Bo · Answer 3 · Mon Jul 29 2019 01:17:36 GMT+0800 (China Standard Time)

This interface mimics the execution model of SCOOP, namely the non-cluster multi-node execution of workflows. It is added because PBS systems generate node files (albeit different formats) to specify the nodes for the execution of things on cluster, and sos is supposed to read the node files and start workers on remote nodes.

That means there is no need to differentiate cluster and non-cluster multi-node execution, and we can say

-j 4 is the same as -j localhost:4 for local execution with specified number of workers
-j node1 node2 node3 starts workers on node1, node2, and node3, utilizing default number of workers depending on cores of workers.
-j node1:4 node3:4 node3:4 specifies number of worker processes on each node.
-j @file uses parameters in file.
without -j, we make use of something like ncores/2 (we have a more complex formula) processes on local host. And we use nodes specified in nodefile specified by PBS system if we are on a cluster system.

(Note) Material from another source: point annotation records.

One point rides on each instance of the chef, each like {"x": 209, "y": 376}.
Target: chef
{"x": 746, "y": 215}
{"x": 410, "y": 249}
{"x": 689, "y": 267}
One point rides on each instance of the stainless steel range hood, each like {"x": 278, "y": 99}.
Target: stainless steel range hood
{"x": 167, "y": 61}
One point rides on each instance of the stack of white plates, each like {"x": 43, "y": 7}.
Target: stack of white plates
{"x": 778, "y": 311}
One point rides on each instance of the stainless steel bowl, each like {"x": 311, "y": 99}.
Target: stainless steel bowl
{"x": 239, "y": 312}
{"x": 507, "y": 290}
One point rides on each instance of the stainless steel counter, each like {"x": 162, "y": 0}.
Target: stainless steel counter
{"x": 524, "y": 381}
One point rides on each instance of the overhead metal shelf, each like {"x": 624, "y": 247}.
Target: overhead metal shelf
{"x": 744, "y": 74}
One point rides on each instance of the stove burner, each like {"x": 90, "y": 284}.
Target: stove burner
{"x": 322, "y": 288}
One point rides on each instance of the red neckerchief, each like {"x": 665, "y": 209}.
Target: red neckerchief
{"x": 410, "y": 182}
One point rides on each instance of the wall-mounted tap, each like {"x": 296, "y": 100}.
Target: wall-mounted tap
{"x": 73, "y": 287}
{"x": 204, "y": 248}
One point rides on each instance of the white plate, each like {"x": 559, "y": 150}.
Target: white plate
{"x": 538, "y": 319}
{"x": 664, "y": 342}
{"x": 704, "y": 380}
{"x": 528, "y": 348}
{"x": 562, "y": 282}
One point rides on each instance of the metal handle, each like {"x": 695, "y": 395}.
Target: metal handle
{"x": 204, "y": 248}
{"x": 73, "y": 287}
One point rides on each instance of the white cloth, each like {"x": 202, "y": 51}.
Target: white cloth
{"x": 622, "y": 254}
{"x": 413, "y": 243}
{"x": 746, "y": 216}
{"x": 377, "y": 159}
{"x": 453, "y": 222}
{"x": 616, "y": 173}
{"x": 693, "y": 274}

In all cases, the first node should be the "master" when the master process will be executed.

Now, this option will be used by both sos run and sos execute

sos run script -j node1 node2

to execute the entire workflow on multiple nodes. We can also put this in a PBS system, then the syntax would mostly like

%PBS nodes=5:ppn=5
sos run -q none

when nodefile is used implicitly.

The -j option for sos execute should mostly be kept unknown (for debug purpose perhaps), and be used as

%PBS nodes=5:ppn=5
sos execute task_id

to execute single multi-node task, or single multi-task master task.